Наконец, отмерев, Ацуши грустно отвёл глаза, закусив губу. Он понимал, что никогда не сможет нормально общаться с Акутагавой. Никогда не сможет сделать ничего из того, что хотел бы. Как бы ни старался Дазай, Накаджима оставался всё тем же в глубине души. Забитым, неуверенным в себе, жалким мальчишкой, который всех раздражает.
Развернувшись, Ацуши хотел было уйти, но, сделав всего два шага, вдруг остановился и, кинув взгляд на Рюноске, вдруг сказал. Неожиданно твёрдо и искренне:
— Я так и забыл извиниться перед тобой за тот раз.

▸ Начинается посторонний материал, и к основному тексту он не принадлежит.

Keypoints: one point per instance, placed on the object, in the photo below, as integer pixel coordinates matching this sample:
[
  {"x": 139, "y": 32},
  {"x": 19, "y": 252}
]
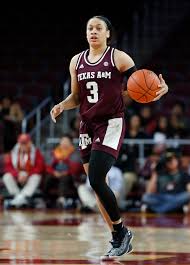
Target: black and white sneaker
[{"x": 121, "y": 243}]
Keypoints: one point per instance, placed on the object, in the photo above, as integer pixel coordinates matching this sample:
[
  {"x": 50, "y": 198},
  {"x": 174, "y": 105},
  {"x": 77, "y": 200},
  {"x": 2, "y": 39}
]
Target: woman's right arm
[{"x": 72, "y": 101}]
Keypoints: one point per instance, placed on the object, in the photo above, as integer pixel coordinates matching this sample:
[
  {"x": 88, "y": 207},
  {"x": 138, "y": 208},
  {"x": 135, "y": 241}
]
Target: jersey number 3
[{"x": 93, "y": 86}]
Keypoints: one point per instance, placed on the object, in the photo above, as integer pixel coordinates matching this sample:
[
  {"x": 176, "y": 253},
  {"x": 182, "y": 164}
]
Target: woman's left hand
[{"x": 163, "y": 88}]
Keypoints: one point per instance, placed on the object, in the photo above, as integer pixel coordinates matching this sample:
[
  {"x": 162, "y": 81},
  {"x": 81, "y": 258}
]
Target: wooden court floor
[{"x": 40, "y": 237}]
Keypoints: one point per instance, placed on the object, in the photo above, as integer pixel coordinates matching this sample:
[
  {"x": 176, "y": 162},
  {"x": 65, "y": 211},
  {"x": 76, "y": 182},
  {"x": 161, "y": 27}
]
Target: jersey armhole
[
  {"x": 112, "y": 57},
  {"x": 78, "y": 60}
]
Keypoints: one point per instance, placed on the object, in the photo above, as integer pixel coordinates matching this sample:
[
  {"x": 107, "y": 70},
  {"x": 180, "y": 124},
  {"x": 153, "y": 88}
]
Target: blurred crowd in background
[{"x": 161, "y": 184}]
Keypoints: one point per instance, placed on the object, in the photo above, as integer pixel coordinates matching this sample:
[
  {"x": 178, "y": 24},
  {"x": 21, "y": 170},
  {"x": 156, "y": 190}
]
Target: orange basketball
[{"x": 142, "y": 86}]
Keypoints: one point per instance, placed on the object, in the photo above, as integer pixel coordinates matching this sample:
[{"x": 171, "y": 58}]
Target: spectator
[
  {"x": 169, "y": 188},
  {"x": 129, "y": 153},
  {"x": 65, "y": 171},
  {"x": 23, "y": 171},
  {"x": 16, "y": 113}
]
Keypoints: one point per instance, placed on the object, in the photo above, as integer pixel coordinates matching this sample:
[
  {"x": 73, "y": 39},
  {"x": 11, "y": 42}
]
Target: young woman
[{"x": 96, "y": 87}]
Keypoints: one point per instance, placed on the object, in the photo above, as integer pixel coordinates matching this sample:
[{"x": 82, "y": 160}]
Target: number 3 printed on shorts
[{"x": 93, "y": 86}]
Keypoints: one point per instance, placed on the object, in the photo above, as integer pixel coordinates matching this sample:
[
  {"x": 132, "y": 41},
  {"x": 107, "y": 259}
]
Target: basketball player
[{"x": 96, "y": 87}]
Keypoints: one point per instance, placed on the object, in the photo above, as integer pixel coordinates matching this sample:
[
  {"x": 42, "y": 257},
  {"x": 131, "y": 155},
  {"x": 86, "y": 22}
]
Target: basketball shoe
[{"x": 121, "y": 243}]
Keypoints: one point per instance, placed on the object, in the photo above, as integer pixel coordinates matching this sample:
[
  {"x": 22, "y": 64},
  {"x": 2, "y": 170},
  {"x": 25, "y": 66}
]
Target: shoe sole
[{"x": 112, "y": 258}]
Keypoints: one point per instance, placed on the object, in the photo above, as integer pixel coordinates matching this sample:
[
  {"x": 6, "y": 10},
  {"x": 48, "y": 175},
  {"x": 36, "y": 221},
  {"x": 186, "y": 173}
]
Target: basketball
[{"x": 142, "y": 85}]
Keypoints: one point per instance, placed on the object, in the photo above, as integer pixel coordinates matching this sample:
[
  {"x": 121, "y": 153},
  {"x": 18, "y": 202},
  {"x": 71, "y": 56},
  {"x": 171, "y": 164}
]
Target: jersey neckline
[{"x": 99, "y": 60}]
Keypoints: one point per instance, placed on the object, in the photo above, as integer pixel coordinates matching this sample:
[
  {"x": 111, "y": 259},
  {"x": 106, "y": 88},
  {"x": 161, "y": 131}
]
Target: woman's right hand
[{"x": 56, "y": 110}]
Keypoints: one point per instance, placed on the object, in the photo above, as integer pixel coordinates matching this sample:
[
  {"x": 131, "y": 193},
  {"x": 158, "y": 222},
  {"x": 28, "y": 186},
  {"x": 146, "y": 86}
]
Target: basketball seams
[
  {"x": 146, "y": 80},
  {"x": 138, "y": 84},
  {"x": 145, "y": 91},
  {"x": 144, "y": 86}
]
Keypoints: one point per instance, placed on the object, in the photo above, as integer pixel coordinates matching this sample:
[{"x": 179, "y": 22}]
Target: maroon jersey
[{"x": 100, "y": 87}]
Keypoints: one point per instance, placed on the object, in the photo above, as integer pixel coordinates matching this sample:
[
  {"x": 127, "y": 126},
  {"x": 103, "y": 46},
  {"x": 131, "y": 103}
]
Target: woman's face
[{"x": 97, "y": 32}]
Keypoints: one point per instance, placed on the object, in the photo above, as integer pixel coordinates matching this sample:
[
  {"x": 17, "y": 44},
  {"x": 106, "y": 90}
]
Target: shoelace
[{"x": 116, "y": 241}]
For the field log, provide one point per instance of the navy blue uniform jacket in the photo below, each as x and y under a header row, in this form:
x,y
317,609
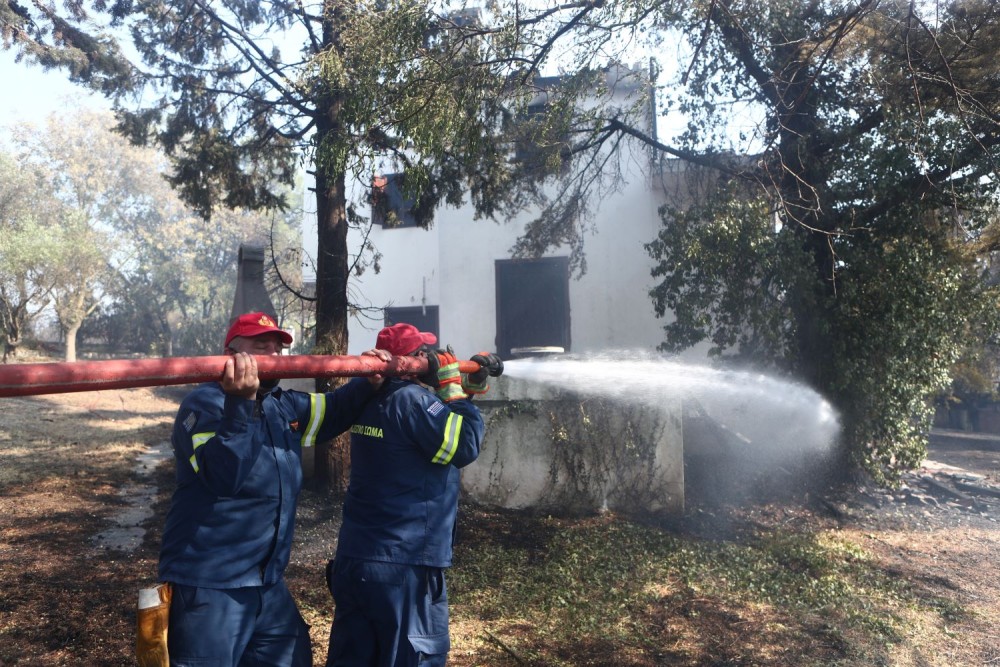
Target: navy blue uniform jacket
x,y
239,473
406,450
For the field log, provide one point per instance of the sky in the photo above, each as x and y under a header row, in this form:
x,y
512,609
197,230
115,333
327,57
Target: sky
x,y
31,94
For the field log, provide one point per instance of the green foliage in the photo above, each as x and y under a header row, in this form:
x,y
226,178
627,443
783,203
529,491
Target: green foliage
x,y
850,251
551,582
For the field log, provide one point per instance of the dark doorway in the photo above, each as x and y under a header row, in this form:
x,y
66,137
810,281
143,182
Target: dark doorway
x,y
532,303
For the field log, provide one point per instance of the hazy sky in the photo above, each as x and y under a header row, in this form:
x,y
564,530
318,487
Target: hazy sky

Акутагава медленно поднял голову, переводя взгляд на Ацуши. Поражённый и между тем не верящий ни единому сказанному Накаджимой слову. Ацуши так сильно хотел, чтобы эти фразы остались в сердце Рюноске, что даже слёзы навернулись на глаза. Однако он вовремя остановил этот порыв, отвернувшись и склонив голову, зажмурившись. Он чувствовал взгляд Акутагавы между своих лопаток. Чувствовал, как бешено хочется высказать всё, что скопилось на душе, предложить, в конце концов, свою дружбу. Но вместо этого он просто выдавил из себя:
— Прости. Прости меня, пожалуйста. Я… Мне жаль, что я тогда чуть не покалечил тебя… Пожалуйста, прости и забудь об этом, ладно? Прости меня!
Последнюю фразу он выкрикнул. И пусть никто, кроме замеревшего в оцепенении Акутагавы этого не услышал, Ацуши сжался от испуга. Впрочем, тут же выпрямился, глотая боль, с которой он это сказал, и срываясь с места.